I choose to do my second year in Groningen because the curriculum for the second year IMIM students will train me to conduct and design my own research, as well as prepare me for a subsequent PhD program. This, combined with the soft-skill building and industrial perspective offered in spring and summer schools and acknowledgment from EIT Health, will prepare me to deal with any issues that may arise in my professional career and to push the boundaries of medicine and science.
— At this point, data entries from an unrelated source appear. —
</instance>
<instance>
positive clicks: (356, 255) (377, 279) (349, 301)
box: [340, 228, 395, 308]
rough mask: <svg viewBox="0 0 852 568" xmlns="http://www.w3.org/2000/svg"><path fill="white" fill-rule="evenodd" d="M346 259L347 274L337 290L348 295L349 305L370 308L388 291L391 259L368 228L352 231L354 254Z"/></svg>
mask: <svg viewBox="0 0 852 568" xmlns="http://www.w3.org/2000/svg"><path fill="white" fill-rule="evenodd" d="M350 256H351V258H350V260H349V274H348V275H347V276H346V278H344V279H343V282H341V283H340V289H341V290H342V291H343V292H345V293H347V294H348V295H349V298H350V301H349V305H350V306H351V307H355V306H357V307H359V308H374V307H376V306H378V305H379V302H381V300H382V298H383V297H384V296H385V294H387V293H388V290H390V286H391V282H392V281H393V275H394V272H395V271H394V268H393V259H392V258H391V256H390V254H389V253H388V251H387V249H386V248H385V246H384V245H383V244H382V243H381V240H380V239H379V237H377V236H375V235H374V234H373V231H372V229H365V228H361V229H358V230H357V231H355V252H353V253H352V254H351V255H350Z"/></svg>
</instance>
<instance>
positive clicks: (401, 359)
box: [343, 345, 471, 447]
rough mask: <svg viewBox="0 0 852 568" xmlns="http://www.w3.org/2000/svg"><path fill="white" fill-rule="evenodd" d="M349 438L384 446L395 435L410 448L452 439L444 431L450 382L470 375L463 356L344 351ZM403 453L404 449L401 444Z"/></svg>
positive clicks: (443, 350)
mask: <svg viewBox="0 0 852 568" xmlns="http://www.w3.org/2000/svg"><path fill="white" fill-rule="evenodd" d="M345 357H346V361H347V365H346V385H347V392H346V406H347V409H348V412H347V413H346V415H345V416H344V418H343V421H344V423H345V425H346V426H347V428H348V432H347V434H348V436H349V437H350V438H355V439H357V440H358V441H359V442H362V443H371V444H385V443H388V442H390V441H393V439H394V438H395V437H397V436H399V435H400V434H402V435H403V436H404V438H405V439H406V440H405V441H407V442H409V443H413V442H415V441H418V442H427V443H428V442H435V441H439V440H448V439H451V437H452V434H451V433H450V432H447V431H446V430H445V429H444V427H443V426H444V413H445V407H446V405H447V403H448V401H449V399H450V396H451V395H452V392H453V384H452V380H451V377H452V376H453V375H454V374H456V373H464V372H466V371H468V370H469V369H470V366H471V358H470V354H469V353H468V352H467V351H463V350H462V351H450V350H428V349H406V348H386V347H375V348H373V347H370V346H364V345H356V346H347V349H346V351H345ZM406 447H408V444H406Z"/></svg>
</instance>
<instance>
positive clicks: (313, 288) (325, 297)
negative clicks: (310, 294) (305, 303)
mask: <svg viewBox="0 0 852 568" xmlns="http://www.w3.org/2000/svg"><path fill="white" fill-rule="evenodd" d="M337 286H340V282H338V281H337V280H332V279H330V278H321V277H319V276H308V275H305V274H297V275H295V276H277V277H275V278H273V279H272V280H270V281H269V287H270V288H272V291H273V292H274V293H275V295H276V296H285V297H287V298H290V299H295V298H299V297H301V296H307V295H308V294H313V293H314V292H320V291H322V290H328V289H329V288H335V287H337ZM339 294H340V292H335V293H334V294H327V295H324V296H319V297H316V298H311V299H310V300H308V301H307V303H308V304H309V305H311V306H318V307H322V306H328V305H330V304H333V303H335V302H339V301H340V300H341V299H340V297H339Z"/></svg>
I am a suitable candidate for this program because I am equipped with medical and clinical knowledge and also a translational research experience. I am very driven to do research and while I enjoy clinical medicine, I feel most at home in the lab doing experiments. During my time as research assistant, our work focused on developing an affordable genetic diagnostic tool for Duchenne Muscular Dystrophy for use in a limited resource setting, and it was published in the journal BMC Research Notes. Our research proved that approximately 20% of our subjects were amenable to exon skipping treatment, which, despite being unavailable in Indonesia, gave hope to treat this currently incurable disease. I also presented our research at the 2nd Annual Meeting of Indonesian Society of Human Genetics, where I was awarded the second-best oral presenter. My research experience has taught me patience, perseverance, and resourcefulness. It has also given me some hard skills in carrying out laboratory experimentation such as multiplex PCR and qPCR, and I am looking forward to expanding my skills through this program.
Being an awardee of Erasmus Mundus Joint Master’s Degree in International Master in Innovative Medicine would be the best way to pursue my plans because I will meet people from different backgrounds that will allow me to develop a globalized point of view for me to apply in my work. I am open-minded and adaptive to change, and interacting with other scientists and doctors within an excellent research environment and culture will elevate my knowledge and ideas to become much more creative and even potentially build a life-long partnership in science which will be invaluable.
Upon completion of this program, I plan to work in the Department of Human Genetics at the Indonesian Medical Education and Research Institute at the University of Indonesia. Within 2-4 years, I plan to continue my training in a doctoral program and afterward I envision myself working as a researcher in biotechnology industry where I can directly apply everything I have learned during my studies. Joining a program that specifically trains me in research will greatly help me reach my goal to become a principal investigator and independently conduct my own research. It will prepare me for the role of leadership in the sciences that will help me maximize my potential and contribution to the scientific community specifically, and the advancement of medicine in general.